Similarly, preliminary data suggests African American men with metastatic castration-resistant prostate cancer live longer after treatment with the androgen inhibitors abiraterone acetate or enzalutamide than white men.

“That's really hopeful and encouraging; we can see that if we can get diverse patient populations on clinical trials, we can start to understand differential efficacy by racial ethnic subgroups,” said Borno. “That inspires my work. Diverse enrollment in clinical research is important so we can catch these signals, understand the biology that leads to improved response, and address cancer disparities.”

Direction & Perspective

Borno, an avid runner and road biker, is also the happily married mother of two young sons (an infant and a toddler). Originally from North Carolina, her first inkling to study medicine came about when she was 16.

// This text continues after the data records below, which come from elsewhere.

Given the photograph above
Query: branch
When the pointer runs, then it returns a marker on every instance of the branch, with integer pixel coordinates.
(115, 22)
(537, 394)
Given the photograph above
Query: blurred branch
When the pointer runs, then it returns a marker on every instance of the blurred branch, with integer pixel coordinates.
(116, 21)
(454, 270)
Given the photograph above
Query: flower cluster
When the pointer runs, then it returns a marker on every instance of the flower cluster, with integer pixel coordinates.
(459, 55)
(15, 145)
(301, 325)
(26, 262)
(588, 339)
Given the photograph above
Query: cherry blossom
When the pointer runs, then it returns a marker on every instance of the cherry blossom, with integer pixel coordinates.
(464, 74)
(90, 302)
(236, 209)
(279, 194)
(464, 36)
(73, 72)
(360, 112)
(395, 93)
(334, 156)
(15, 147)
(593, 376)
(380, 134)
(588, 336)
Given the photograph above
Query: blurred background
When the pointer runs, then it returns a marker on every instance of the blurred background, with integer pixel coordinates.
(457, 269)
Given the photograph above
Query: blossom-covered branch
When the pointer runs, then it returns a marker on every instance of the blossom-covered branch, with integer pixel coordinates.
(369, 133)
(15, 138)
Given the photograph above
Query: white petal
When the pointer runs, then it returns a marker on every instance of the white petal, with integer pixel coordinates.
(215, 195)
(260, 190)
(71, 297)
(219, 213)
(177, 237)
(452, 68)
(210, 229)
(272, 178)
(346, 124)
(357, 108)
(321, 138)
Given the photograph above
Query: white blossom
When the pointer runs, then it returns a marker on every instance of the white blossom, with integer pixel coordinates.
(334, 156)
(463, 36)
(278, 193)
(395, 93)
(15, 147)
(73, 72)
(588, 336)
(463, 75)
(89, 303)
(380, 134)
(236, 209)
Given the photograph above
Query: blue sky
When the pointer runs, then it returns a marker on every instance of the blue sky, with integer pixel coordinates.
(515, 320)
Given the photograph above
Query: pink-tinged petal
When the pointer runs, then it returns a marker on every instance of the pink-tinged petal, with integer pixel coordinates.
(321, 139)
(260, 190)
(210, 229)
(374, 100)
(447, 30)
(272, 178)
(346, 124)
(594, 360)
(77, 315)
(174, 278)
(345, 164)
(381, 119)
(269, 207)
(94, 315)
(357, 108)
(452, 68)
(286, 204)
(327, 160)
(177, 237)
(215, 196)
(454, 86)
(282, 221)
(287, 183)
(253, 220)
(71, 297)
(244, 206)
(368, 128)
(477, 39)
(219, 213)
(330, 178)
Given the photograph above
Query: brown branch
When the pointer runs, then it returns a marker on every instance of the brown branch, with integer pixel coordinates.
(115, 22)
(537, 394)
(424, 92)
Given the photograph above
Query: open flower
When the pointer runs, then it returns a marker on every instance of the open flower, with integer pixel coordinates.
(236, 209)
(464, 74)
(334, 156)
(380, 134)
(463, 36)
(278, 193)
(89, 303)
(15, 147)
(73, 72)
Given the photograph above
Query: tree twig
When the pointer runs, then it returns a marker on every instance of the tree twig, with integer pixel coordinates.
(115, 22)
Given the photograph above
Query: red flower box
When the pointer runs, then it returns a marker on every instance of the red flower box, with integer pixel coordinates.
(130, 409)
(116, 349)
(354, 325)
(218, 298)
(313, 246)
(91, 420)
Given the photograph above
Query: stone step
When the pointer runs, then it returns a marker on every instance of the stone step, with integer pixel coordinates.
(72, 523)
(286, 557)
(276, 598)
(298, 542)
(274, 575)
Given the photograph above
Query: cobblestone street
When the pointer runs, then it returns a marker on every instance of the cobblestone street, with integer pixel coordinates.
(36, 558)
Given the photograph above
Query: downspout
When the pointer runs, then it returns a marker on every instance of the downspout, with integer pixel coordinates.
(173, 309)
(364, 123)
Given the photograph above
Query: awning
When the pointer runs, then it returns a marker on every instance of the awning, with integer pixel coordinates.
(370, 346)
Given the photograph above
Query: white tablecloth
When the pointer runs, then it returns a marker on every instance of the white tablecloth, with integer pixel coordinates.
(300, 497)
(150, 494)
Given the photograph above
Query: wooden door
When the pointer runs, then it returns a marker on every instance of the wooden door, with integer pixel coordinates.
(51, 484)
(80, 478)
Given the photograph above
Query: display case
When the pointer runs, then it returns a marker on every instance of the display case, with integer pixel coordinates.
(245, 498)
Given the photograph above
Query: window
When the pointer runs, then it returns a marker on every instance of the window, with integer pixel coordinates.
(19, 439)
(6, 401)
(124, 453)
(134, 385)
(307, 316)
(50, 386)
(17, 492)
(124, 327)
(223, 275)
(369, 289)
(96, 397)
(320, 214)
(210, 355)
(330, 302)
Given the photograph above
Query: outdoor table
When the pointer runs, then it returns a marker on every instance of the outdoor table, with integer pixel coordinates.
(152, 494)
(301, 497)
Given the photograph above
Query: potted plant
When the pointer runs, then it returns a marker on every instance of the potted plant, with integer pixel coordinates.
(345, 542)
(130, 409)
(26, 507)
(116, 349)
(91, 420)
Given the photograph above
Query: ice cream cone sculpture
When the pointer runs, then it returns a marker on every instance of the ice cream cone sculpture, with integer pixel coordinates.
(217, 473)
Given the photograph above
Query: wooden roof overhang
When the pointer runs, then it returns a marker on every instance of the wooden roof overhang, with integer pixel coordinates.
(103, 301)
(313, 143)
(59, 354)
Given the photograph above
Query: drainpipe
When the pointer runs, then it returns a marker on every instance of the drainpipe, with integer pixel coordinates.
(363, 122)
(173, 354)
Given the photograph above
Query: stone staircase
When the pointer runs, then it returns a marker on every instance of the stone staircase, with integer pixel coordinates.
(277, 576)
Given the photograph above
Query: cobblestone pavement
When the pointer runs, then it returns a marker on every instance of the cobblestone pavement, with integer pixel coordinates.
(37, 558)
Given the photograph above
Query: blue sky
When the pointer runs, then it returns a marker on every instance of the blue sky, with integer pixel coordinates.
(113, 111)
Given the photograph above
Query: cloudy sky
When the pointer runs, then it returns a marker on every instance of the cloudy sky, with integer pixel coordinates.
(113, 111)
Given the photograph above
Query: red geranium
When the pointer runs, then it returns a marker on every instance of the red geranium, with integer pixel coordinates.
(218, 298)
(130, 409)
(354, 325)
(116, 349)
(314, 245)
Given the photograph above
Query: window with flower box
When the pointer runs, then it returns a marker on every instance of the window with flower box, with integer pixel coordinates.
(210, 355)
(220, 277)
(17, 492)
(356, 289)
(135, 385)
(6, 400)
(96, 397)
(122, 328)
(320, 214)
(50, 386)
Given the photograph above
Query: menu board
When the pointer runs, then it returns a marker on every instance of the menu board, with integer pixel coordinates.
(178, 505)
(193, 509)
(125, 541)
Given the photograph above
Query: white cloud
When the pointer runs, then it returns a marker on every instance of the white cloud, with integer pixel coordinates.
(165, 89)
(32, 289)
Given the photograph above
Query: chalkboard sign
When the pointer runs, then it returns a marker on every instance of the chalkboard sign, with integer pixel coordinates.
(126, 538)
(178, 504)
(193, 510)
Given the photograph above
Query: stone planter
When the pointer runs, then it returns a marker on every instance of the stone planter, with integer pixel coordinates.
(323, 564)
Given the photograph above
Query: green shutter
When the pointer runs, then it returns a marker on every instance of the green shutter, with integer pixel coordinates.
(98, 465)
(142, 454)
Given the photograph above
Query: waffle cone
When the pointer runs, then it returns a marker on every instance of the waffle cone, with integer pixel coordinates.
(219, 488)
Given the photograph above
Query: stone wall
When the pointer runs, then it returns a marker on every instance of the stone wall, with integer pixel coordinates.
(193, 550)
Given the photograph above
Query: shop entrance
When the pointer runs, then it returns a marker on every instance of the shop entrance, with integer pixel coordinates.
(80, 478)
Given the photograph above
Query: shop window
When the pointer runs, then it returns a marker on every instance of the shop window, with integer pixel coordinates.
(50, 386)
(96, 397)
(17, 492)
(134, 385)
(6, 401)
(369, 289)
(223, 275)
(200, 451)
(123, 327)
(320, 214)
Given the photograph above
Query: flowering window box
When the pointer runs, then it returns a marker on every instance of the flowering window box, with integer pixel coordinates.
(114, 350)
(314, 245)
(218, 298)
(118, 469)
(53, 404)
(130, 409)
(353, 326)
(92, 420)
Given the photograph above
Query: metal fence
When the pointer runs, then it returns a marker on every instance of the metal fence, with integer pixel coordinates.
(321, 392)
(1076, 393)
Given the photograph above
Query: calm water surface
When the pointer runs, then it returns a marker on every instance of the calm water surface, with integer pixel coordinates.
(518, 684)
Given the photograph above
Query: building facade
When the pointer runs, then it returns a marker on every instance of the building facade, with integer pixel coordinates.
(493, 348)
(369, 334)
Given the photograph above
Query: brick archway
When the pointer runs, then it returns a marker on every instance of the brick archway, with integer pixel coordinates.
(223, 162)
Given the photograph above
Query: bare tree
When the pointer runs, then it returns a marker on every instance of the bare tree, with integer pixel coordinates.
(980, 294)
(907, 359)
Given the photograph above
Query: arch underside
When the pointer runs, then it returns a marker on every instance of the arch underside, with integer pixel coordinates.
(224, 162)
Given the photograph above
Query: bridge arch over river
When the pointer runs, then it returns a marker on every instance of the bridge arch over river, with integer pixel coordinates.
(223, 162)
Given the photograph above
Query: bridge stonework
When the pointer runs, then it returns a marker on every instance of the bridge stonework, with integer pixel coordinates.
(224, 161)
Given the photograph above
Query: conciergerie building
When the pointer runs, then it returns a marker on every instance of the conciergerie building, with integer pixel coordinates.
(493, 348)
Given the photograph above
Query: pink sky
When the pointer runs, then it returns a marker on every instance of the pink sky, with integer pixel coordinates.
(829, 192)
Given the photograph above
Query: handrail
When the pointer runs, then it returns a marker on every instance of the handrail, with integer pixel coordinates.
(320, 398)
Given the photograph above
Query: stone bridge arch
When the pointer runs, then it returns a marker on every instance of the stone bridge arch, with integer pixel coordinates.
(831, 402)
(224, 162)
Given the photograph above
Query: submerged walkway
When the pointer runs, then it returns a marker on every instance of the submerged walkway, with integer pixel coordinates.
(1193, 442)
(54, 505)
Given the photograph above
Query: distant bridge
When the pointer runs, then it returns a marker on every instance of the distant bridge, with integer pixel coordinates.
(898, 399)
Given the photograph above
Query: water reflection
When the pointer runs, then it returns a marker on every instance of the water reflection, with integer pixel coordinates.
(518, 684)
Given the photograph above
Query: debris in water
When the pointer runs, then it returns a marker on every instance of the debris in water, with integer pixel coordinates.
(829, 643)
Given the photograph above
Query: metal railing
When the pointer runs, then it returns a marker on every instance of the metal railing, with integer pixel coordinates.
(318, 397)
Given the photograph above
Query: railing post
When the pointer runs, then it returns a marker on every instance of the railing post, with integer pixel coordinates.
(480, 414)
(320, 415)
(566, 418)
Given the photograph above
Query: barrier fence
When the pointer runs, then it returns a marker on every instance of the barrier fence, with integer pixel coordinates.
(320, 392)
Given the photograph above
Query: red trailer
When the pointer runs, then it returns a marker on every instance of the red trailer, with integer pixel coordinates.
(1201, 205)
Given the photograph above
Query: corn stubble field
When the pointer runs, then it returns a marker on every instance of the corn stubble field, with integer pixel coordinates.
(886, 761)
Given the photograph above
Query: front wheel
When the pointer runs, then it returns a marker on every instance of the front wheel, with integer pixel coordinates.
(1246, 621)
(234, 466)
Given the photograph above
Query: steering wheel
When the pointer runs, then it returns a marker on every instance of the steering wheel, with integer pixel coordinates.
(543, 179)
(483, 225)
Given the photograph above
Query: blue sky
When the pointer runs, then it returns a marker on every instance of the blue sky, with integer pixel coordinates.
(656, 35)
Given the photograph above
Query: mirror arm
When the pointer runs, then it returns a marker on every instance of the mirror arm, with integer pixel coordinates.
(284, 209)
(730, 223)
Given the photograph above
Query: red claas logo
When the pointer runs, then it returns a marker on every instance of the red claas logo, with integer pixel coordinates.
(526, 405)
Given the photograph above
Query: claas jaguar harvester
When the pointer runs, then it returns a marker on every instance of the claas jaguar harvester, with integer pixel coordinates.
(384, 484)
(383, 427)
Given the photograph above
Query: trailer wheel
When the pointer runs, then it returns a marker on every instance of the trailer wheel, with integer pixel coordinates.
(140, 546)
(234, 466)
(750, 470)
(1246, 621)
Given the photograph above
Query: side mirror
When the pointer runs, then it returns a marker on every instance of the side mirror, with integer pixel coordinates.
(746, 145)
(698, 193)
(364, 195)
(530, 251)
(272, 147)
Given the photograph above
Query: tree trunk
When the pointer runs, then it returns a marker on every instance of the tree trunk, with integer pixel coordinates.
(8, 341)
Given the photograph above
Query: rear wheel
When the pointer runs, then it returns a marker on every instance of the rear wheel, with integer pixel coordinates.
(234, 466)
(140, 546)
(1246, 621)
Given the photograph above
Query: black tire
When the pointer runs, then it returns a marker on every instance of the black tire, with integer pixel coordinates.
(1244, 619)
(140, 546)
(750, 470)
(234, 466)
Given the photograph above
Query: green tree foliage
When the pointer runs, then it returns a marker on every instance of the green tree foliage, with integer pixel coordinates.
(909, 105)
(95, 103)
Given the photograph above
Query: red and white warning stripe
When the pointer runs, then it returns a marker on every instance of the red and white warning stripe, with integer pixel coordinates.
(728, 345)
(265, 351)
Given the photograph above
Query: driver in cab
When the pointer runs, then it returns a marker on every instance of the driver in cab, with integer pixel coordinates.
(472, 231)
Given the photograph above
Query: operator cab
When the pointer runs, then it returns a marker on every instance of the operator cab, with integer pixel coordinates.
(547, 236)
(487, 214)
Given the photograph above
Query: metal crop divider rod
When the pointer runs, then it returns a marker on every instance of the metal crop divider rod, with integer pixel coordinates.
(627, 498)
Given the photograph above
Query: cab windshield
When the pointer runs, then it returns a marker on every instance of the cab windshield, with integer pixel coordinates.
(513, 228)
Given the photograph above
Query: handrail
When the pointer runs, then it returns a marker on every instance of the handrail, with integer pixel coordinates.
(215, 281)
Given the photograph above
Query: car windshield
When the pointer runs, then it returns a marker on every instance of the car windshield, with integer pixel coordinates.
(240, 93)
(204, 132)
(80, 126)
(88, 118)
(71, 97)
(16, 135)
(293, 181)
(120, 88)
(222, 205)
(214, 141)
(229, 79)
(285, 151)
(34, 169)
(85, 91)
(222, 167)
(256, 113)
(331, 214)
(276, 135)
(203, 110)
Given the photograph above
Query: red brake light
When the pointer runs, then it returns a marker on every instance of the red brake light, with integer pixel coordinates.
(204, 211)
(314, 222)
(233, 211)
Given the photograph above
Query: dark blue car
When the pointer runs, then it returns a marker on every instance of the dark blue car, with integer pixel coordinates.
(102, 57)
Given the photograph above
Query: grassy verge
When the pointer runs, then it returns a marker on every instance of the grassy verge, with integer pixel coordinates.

“I observed my mom grapple with the reality that her father was facing a diagnosis of advanced cancer. I felt her fear. I felt her worry,” recalled Borno. “And I recognized that a big part of her fear and worry was related to not understanding the disease. That made me realize that at some point my parents might have to deal with a serious medical diagnosis, too, and I wanted to have more information. I told my mother that I was going to be a physician so that I would never feel the way she felt. I never wavered.”

Subsequently, Borno studied biochemistry at the University of North Carolina (UNC) in Chapel Hill. After graduating with honors, she stayed there as a Loyalty Fund scholar and completed her doctorate at UNC before going to UCSF for her internal medicine residency training and medical oncology fellowship training. She has now joined the UCSF faculty as Assistant Professor in the Division of Hematology/Oncology.

The clinician said she feels honored to interact with patients and families when they feel most vulnerable. “It is quite a privilege to help walk them through that journey, understand what their options are, and access the best care,” Borno said.

She also commented on the understanding that comes with the intensity of her chosen work. “It's only natural to have the practice of oncology influence and permeate other aspects of my life,” she said, pensively. “Dealing with the fragility of life and the uncertainty of life certainly gives one perspective and balance. It gives me a grateful attitude and a recognition of the blessings that I have in my life—my health and my loved ones.”

Valerie Neff Newitt is a contributing writer.